On the other hand, the Port Authority, Tishman and Alcoa seek a declaration that coverage is triggered under the policy for the WTC asbestos claims because the injuries alleged by the claimants resulted from the construction of the WTC.
Additionally, they argue coverage would be triggered for the WTC asbestos claims regardless, because personal injury sufficient to trigger the policy is alleged and could have occurred during the policy period.
Contrary to American Home’s arguments, Supreme Court Justice Eileen Bransten writes in the decision document that the plain language of the policy does not require injury during the policy period for coverage to be triggered.
Bransten states that under the plain language of the policy, coverage is triggered if the injury results from construction of the project, regardless of when the injury began.

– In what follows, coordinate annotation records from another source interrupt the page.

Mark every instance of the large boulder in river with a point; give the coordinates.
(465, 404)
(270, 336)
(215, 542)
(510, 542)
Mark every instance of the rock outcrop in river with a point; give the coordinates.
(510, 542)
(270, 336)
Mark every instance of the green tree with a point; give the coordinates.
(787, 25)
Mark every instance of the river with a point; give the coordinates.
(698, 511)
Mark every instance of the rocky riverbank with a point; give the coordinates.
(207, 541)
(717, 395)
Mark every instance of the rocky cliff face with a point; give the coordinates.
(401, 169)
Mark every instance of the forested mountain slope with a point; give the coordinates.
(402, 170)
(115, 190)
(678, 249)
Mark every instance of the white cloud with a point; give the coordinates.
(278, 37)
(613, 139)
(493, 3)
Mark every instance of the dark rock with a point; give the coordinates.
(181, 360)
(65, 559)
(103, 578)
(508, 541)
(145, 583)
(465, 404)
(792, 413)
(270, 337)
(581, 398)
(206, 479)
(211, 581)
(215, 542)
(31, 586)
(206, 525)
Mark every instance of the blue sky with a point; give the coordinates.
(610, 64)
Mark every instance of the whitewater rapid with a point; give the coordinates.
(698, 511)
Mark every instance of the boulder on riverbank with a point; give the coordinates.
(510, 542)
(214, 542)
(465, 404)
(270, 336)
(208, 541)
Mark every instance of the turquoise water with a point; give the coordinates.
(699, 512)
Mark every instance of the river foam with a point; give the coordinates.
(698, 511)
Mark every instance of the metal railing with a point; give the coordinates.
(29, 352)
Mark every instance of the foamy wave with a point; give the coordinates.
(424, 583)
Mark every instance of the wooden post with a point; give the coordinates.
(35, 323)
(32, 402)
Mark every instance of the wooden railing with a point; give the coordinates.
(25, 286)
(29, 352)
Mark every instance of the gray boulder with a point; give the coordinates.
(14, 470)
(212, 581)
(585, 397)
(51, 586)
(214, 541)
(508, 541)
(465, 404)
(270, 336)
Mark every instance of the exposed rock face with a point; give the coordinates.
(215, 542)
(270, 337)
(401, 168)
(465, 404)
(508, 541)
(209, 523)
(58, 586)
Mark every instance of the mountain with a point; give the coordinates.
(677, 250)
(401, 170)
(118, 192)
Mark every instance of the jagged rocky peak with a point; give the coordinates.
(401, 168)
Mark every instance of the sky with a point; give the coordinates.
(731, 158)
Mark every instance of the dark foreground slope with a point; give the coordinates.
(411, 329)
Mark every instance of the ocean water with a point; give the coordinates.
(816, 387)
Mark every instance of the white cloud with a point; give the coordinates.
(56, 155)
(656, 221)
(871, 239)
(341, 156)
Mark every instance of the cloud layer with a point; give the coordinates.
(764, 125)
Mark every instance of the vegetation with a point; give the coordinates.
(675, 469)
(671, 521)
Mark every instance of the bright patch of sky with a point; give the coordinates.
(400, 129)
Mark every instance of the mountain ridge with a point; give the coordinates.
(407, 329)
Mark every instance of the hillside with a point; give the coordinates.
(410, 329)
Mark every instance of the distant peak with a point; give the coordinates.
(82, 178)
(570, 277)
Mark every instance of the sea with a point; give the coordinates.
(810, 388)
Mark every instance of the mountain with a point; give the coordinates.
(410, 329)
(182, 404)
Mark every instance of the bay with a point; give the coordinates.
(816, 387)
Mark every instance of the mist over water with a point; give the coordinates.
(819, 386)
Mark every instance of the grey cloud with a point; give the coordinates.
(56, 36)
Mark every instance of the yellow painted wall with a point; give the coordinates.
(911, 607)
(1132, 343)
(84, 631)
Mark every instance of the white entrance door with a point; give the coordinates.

“The policy makes clear that American Home must pay all sums that an insured becomes legally obligated to pay in connection with the construction of the project as damages because of personal injury,” Bransten says in the decision. “It is clear that it is the insureds’ operations, not a plaintiff’s injury, which must occur during the policy period to trigger coverage.”
Bransten goes on to say that for more than 20 years prior, American Home consistently applied the policy to provide coverage for the WTC asbestos claims when the plaintiffs alleged asbestos exposure during the project’s construction but were diagnosed with a disease after American Home says the policy period ended.
“For more than two decades, American Home acted as an insurer that understood that it had a clear coverage obligation,” Bransten says in the decision. “Because American Home’s reinterpretation of the policy is refuted both by a plain language reading of the applicable provisions, and by its own decades-long prior interpretation, American Home’s motion for a declaratory judgment is denied.”
The insureds’ motion for a declaratory judgment that coverage is triggered under the policy for the WTC asbestos claims was granted by the court.
Bransten further decided that the WTC asbestos claims due to spray-on fireproofing do not constitute a single occurrence under the policy and New York law. She ruled that the policy is not exhausted as a result of the WTC asbestos claims or the WTC fireproofing claims, and American Home cannot obtain a declaration of no coverage for pending WTC asbestos claims.
The New York Supreme Court ordered that the remainder of the action continue, and all parties are set to appear for a pre-trial conference on Jan. 16, 2018.